Müssen denn Piloten etwas verändern, wenn ADS-B Out kommt?


"Nein. Fast müsste ich sagen: leider nein. Denn auch sie verstehen dann nicht unbedingt sofort, warum ADS-B Out wichtig ist. Dass das die Lufttüchtigkeit des Flugzeugs kosten kann. Das macht es nur schwieriger zu vermitteln."

Avionik ist ein Kunstwort aus „Avion“ für Flugzeug und „Elektronik“. Es ist also Flugzeugelektronik. Zur Avionik gehören alle Instrumente im Cockpit: Autopilot, Kommunikation, Nachtsichtgeräte – ohne Avionik kann kein Pilot mehr fliegen. Alles, was der Pilot im Cockpit machen kann, ist Avionik.

Herr Opelt, ein bisschen gibt es da Parallelen zum Auto, oder? Auch da ist immer mehr Elektronik verdeckt unter der Motorhaube, es wird immer komplexer – und dadurch auch teurer.


"Das stimmt, übrigens auch im Cockpit. Wenn Sie im Auto einer bekannten E-Automarke aus den USA sitzen, besteht das Cockpit eigentlich nur noch aus Lenkrad und Tablet. In diese Richtung geht's auch beim Business Jet.
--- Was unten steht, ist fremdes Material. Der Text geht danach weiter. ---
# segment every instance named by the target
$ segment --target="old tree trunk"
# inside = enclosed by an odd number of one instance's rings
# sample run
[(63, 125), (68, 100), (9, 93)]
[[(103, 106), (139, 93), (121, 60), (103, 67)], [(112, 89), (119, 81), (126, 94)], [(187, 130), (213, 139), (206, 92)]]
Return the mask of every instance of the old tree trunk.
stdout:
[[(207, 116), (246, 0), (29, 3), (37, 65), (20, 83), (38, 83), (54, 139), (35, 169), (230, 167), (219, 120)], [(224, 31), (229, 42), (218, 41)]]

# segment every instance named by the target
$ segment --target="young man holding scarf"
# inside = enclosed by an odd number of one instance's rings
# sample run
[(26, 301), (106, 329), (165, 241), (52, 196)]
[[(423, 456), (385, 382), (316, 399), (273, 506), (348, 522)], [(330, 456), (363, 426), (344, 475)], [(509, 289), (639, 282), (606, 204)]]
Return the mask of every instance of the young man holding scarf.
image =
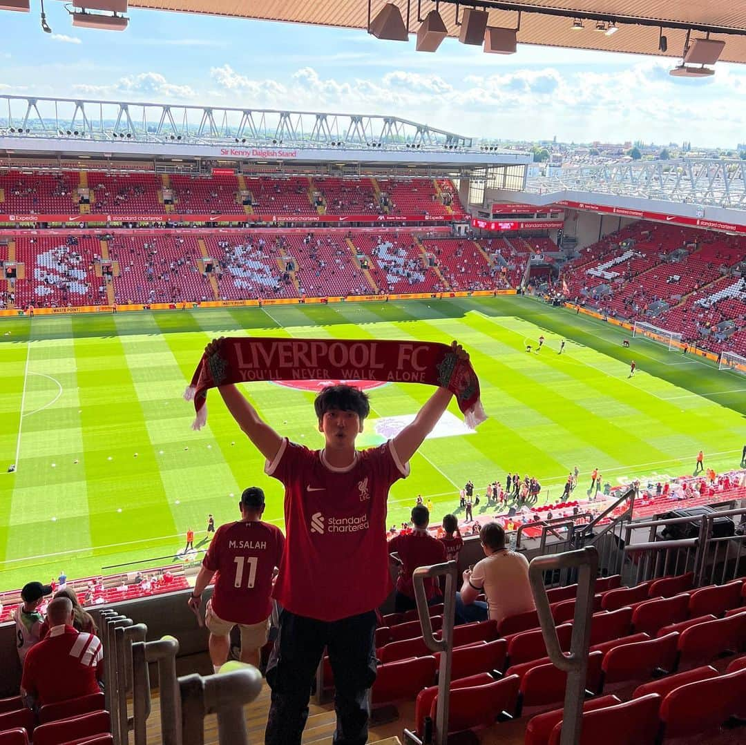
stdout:
[[(206, 358), (219, 354), (210, 342)], [(454, 342), (460, 362), (468, 356)], [(439, 387), (415, 420), (379, 447), (355, 449), (370, 407), (349, 386), (328, 386), (314, 402), (325, 446), (311, 450), (281, 437), (235, 385), (219, 390), (228, 410), (285, 485), (286, 541), (274, 595), (280, 635), (267, 670), (272, 689), (265, 742), (300, 745), (311, 685), (325, 647), (334, 674), (336, 745), (368, 738), (369, 691), (375, 680), (375, 609), (391, 590), (386, 536), (391, 485), (435, 427), (453, 393)]]

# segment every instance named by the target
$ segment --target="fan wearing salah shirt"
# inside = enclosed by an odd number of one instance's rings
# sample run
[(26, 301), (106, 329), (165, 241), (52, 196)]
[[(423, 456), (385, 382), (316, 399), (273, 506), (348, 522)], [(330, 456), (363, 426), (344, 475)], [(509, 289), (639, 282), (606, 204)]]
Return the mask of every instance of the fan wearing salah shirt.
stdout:
[[(211, 342), (205, 353), (220, 349)], [(468, 359), (453, 342), (454, 352)], [(266, 745), (300, 745), (325, 647), (334, 674), (336, 745), (368, 739), (369, 694), (376, 676), (376, 609), (391, 591), (386, 515), (389, 488), (453, 394), (439, 388), (414, 421), (378, 447), (355, 449), (370, 411), (350, 386), (325, 388), (314, 401), (322, 450), (281, 437), (233, 385), (218, 389), (231, 414), (285, 487), (285, 550), (273, 595), (283, 607), (267, 668), (272, 704)]]
[[(389, 541), (389, 552), (398, 555), (401, 565), (396, 580), (396, 600), (394, 610), (397, 613), (417, 607), (412, 574), (418, 567), (429, 567), (445, 561), (445, 547), (427, 532), (430, 510), (422, 505), (412, 508), (412, 532), (396, 535)], [(424, 580), (425, 597), (427, 603), (440, 603), (442, 596), (438, 581), (432, 577)]]
[(241, 519), (218, 528), (202, 561), (189, 606), (198, 611), (202, 593), (217, 573), (204, 619), (210, 632), (210, 658), (216, 673), (228, 658), (231, 631), (241, 630), (241, 661), (259, 667), (272, 614), (272, 577), (285, 547), (282, 531), (262, 521), (264, 492), (244, 489)]
[(23, 663), (21, 691), (29, 705), (44, 706), (101, 691), (101, 640), (75, 629), (74, 618), (68, 597), (55, 597), (47, 607), (49, 634), (28, 650)]

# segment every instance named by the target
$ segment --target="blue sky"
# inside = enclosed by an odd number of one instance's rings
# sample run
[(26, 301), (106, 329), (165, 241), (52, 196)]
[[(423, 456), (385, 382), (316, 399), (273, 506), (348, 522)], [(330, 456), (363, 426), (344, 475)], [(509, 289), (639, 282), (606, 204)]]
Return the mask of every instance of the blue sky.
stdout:
[(746, 140), (744, 66), (683, 81), (672, 59), (528, 45), (502, 57), (451, 39), (428, 54), (413, 38), (134, 10), (120, 34), (46, 10), (51, 35), (36, 12), (0, 11), (0, 93), (392, 114), (485, 138)]

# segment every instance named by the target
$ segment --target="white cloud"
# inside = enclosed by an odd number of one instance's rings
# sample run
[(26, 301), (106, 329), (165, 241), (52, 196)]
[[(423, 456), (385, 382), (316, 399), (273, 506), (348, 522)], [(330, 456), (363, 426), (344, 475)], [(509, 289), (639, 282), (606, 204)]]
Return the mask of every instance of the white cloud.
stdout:
[(145, 95), (156, 100), (158, 97), (183, 100), (192, 99), (197, 96), (191, 86), (169, 83), (160, 72), (140, 72), (125, 75), (110, 85), (79, 83), (72, 87), (77, 92), (86, 95), (109, 95), (116, 93)]
[(54, 41), (64, 42), (66, 44), (82, 44), (83, 41), (78, 37), (69, 37), (65, 34), (53, 34), (50, 37)]

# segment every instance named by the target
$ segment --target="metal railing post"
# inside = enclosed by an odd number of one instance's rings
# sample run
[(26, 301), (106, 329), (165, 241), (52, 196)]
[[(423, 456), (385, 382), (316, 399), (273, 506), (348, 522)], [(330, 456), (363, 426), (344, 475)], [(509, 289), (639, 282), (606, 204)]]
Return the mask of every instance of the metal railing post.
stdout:
[[(433, 634), (430, 609), (424, 591), (427, 578), (445, 576), (444, 594), (443, 626), (441, 638)], [(434, 745), (445, 745), (448, 739), (448, 714), (451, 691), (451, 665), (454, 648), (454, 621), (456, 617), (456, 581), (458, 570), (456, 562), (435, 564), (430, 567), (418, 567), (412, 574), (417, 601), (417, 612), (422, 627), (425, 646), (433, 652), (439, 652), (440, 665), (438, 672), (438, 707), (435, 718)]]
[(251, 665), (202, 677), (194, 673), (178, 679), (184, 745), (204, 745), (204, 717), (218, 715), (220, 745), (248, 745), (245, 704), (262, 689), (262, 675)]
[[(570, 653), (565, 655), (560, 645), (557, 626), (552, 617), (544, 585), (545, 573), (564, 568), (577, 570), (577, 595), (573, 619)], [(560, 745), (574, 745), (583, 726), (583, 703), (588, 674), (588, 650), (591, 641), (593, 595), (598, 572), (598, 552), (592, 546), (577, 551), (537, 556), (529, 565), (528, 576), (536, 603), (536, 612), (544, 635), (547, 653), (552, 663), (567, 673), (564, 717)]]

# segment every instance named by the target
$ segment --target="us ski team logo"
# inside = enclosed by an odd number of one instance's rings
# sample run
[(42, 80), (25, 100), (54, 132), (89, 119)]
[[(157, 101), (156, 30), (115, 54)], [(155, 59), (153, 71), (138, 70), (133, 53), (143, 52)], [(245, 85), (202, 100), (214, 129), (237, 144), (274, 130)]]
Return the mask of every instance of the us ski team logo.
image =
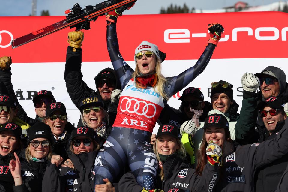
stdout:
[(235, 160), (235, 152), (232, 153), (227, 156), (226, 158), (226, 162), (232, 162)]
[(182, 169), (179, 171), (179, 173), (178, 174), (178, 177), (180, 178), (184, 178), (186, 177), (186, 176), (187, 175), (187, 172), (188, 172), (188, 169)]

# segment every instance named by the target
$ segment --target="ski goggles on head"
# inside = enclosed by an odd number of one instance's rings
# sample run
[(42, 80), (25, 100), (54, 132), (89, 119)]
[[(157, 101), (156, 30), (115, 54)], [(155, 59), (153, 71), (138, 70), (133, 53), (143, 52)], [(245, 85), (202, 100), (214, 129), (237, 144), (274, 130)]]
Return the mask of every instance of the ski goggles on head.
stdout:
[(275, 82), (278, 81), (278, 80), (276, 79), (268, 77), (260, 77), (259, 80), (260, 81), (260, 85), (263, 84), (263, 82), (265, 82), (265, 83), (267, 85), (274, 85), (275, 84)]
[(50, 120), (52, 121), (54, 121), (57, 119), (58, 117), (61, 121), (65, 121), (67, 118), (67, 115), (53, 115), (49, 117), (49, 118)]
[(106, 86), (108, 87), (115, 87), (115, 81), (110, 79), (100, 79), (98, 81), (97, 86), (98, 87), (103, 87), (106, 83)]
[(83, 144), (86, 147), (91, 145), (91, 141), (88, 139), (77, 139), (73, 141), (73, 145), (76, 147), (78, 147), (81, 145), (81, 143), (83, 143)]
[(54, 102), (55, 102), (55, 101), (50, 98), (43, 98), (35, 101), (34, 103), (34, 106), (35, 108), (39, 108), (42, 107), (43, 103), (46, 105), (48, 105)]
[(1, 112), (2, 110), (4, 110), (7, 113), (10, 113), (11, 112), (12, 108), (7, 106), (0, 106), (0, 112)]
[(219, 85), (223, 88), (227, 88), (228, 87), (230, 87), (231, 89), (232, 89), (230, 84), (227, 82), (213, 82), (211, 83), (211, 88), (215, 88), (218, 87), (218, 86)]
[(279, 111), (279, 110), (278, 109), (272, 109), (269, 111), (266, 111), (265, 110), (260, 111), (260, 113), (261, 114), (261, 116), (262, 116), (262, 117), (265, 117), (267, 116), (268, 112), (270, 114), (270, 115), (274, 116), (278, 115)]
[(91, 112), (91, 110), (93, 110), (95, 112), (99, 112), (101, 109), (101, 107), (100, 106), (95, 106), (93, 107), (88, 107), (85, 108), (83, 109), (83, 111), (85, 114), (89, 114)]
[(139, 52), (135, 55), (136, 58), (137, 59), (141, 59), (143, 57), (143, 56), (145, 55), (146, 57), (148, 58), (151, 57), (153, 56), (153, 52), (151, 51), (147, 51), (145, 52)]
[(50, 145), (50, 142), (47, 140), (44, 140), (42, 141), (40, 141), (38, 140), (33, 140), (30, 141), (30, 143), (34, 147), (38, 147), (40, 143), (43, 147), (47, 147)]
[(182, 101), (183, 106), (184, 107), (187, 107), (189, 106), (190, 104), (191, 107), (198, 106), (200, 103), (202, 102), (203, 101), (198, 101), (196, 100), (191, 101)]

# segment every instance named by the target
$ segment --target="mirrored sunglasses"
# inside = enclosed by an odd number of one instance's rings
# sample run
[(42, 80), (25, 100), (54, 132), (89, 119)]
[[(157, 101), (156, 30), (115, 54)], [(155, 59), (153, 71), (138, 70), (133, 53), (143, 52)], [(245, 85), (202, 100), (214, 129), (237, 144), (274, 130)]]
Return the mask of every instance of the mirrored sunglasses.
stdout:
[(30, 141), (30, 143), (34, 147), (38, 147), (40, 143), (43, 147), (47, 147), (50, 145), (50, 142), (47, 140), (44, 140), (42, 141), (39, 141), (38, 140), (33, 140)]
[(259, 80), (260, 81), (260, 85), (262, 85), (263, 82), (265, 82), (265, 84), (267, 85), (274, 85), (275, 84), (275, 82), (278, 81), (276, 79), (267, 77), (260, 77), (259, 78)]
[(66, 120), (66, 119), (67, 118), (67, 115), (53, 115), (49, 117), (49, 118), (50, 119), (50, 120), (51, 121), (54, 121), (57, 119), (57, 118), (58, 117), (59, 118), (59, 119), (61, 121), (65, 121)]
[(136, 57), (136, 58), (137, 59), (141, 59), (143, 57), (143, 56), (144, 54), (146, 57), (149, 58), (153, 56), (153, 52), (151, 51), (147, 51), (144, 53), (140, 52), (136, 53), (135, 55), (135, 56)]
[(101, 107), (100, 106), (96, 106), (93, 107), (89, 107), (88, 108), (85, 108), (83, 110), (83, 111), (85, 114), (89, 114), (91, 112), (92, 110), (95, 111), (95, 112), (99, 112), (101, 109)]
[(87, 147), (91, 145), (91, 141), (88, 139), (77, 139), (73, 141), (73, 145), (78, 147), (81, 145), (81, 143), (83, 143), (85, 146)]

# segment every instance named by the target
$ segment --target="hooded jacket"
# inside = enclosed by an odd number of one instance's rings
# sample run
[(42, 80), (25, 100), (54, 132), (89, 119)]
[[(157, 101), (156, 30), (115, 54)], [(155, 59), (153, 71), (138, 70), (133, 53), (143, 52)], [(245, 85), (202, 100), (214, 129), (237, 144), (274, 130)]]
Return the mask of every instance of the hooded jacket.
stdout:
[[(285, 123), (284, 121), (278, 122), (275, 130), (271, 135), (269, 135), (269, 132), (265, 128), (263, 136), (260, 138), (258, 142), (270, 141), (276, 138), (283, 128)], [(274, 191), (284, 172), (283, 167), (286, 167), (287, 165), (288, 154), (256, 170), (255, 175), (255, 191)]]
[[(97, 91), (89, 88), (83, 80), (83, 75), (81, 72), (82, 62), (82, 49), (76, 49), (75, 52), (72, 51), (72, 48), (68, 46), (67, 50), (66, 57), (66, 63), (64, 72), (64, 79), (66, 83), (66, 88), (70, 98), (74, 104), (79, 109), (80, 101), (92, 95), (101, 96), (98, 91), (97, 85), (96, 85)], [(112, 73), (116, 77), (116, 86), (115, 89), (121, 89), (118, 79), (116, 76), (114, 70), (106, 68), (101, 71), (97, 76), (101, 72), (107, 69)], [(110, 101), (103, 101), (104, 108), (106, 110), (109, 116), (109, 122), (106, 122), (107, 124), (107, 136), (111, 131), (111, 129), (116, 118), (117, 113), (118, 104), (113, 104)], [(81, 117), (79, 119), (77, 127), (83, 126)]]
[(94, 191), (93, 167), (98, 151), (69, 156), (75, 169), (57, 167), (49, 162), (43, 178), (42, 192)]
[(20, 185), (13, 185), (14, 191), (39, 192), (42, 188), (42, 181), (46, 170), (48, 160), (44, 162), (35, 162), (32, 160), (29, 162), (25, 156), (25, 150), (19, 156), (21, 164), (21, 175), (23, 183)]
[(260, 143), (235, 146), (225, 141), (222, 148), (221, 180), (216, 185), (216, 191), (254, 191), (256, 170), (288, 153), (288, 118), (285, 122), (275, 138)]
[[(163, 164), (164, 179), (161, 181), (157, 174), (155, 188), (164, 191), (213, 191), (219, 178), (218, 166), (207, 164), (202, 176), (197, 175), (190, 164), (185, 162), (177, 153), (172, 154)], [(125, 174), (119, 182), (119, 188), (125, 191), (141, 191), (134, 175)]]

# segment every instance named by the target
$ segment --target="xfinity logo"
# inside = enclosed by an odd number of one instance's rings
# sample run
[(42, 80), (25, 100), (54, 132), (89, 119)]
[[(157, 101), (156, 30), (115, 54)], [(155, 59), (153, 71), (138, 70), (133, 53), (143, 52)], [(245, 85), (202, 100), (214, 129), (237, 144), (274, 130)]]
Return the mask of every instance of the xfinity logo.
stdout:
[(225, 169), (226, 169), (226, 171), (228, 171), (230, 173), (237, 171), (242, 172), (242, 171), (243, 170), (243, 169), (244, 169), (244, 167), (240, 167), (240, 166), (238, 166), (238, 167), (232, 167), (230, 166), (228, 168), (225, 168)]
[[(254, 35), (256, 39), (260, 40), (277, 40), (279, 38), (281, 34), (281, 40), (286, 41), (287, 40), (287, 31), (288, 27), (284, 27), (280, 29), (272, 27), (258, 27), (254, 31), (251, 27), (236, 27), (232, 30), (232, 41), (238, 40), (237, 38), (238, 32), (246, 33), (249, 36)], [(273, 32), (274, 35), (270, 36), (260, 35), (260, 32)], [(191, 33), (188, 29), (169, 29), (164, 31), (164, 41), (167, 43), (190, 43), (191, 38), (206, 38), (207, 36), (207, 33)], [(230, 38), (230, 35), (225, 34), (219, 41), (226, 41)]]
[(185, 183), (182, 183), (177, 182), (177, 183), (173, 183), (173, 184), (172, 185), (174, 185), (175, 187), (184, 187), (185, 188), (187, 188), (187, 187), (188, 187), (188, 185), (189, 185), (189, 184)]

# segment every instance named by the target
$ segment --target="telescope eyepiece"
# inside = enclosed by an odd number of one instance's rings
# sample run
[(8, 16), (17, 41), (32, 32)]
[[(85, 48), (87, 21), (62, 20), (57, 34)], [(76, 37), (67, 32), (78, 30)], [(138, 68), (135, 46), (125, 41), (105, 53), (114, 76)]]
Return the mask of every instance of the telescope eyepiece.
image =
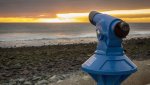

Nur dass die Kriterien vielleicht noch etwas komplexer sind."

Welche Kriterien meinen Sie, bezogen auf Avionik?


"Es gibt zum Beispiel Kriterien für verschiedene Flugplätze – sind die nicht erfüllt, darf ich diese Flugplätze nicht anfliegen. Nicht jedes beliebige Flugzeug darf London City anfliegen, es muss ein Anforderungsprofil erfüllt sein."

Lufträume und Flughäfen auf der ganzen Welt haben spezifische Anforderungen an die Avionik. Die kennen wir und unterstützen unsere Kunden bei der Entscheidungsfindung.

Und wie sieht das in Zukunft aus, wird Avionik noch komplexer? Geht die Parallele zur Automobilentwicklung weiter?


"Ja, die Parallele zum Auto kann sich – zumindest auf ganz lange Sicht – fortführen. Ein Flugzeugcockpit mit nur einem Tablet – wie bei TESLA – ist denkbar. Alles wird digitaler, auch Business Aviation. Die Fluggäste können an Bord eigene Devices nutzen – immer mehr und unkomplizierter."

Es läuft alles darauf hinaus, dass Business Jets in der Business Aviation immer mehr mit der Welt vernetzt sind. Auch das ist Avionik.

Herr Opelt, jetzt haben Sie selbst vom autonomen Fahren gesprochen. Ist das eine Option für die Business Aviation?


"Autonomes Fliegen? Nicht kurz- oder mittelfristig. Im Vergleich zum Auto gibt’s ja dann noch mehr Variablen, mehr Achsen als nur vorwärts, rückwärts, links und rechts. Die Vertikale noch mit abzudecken, das wird schwierig. Die Abfragen, die da gleichzeitig stattfinden müssen, um so einen Business Jet autonom fliegen zu können, wären enorm. Und dann müssen die Luftfahrtbehörden das auch noch zulassen. Das alles dauert mindestens noch ein halbes Jahrhundert. Viel schneller wird sich aber das Berufsbild des Avionikers verändern."

Schon in ein, zwei Jahrzehnten ist der heutige Avioniker eher eine Art IT-Elektro-Avio-Mechaniker, also ein interdisziplinärer Beruf.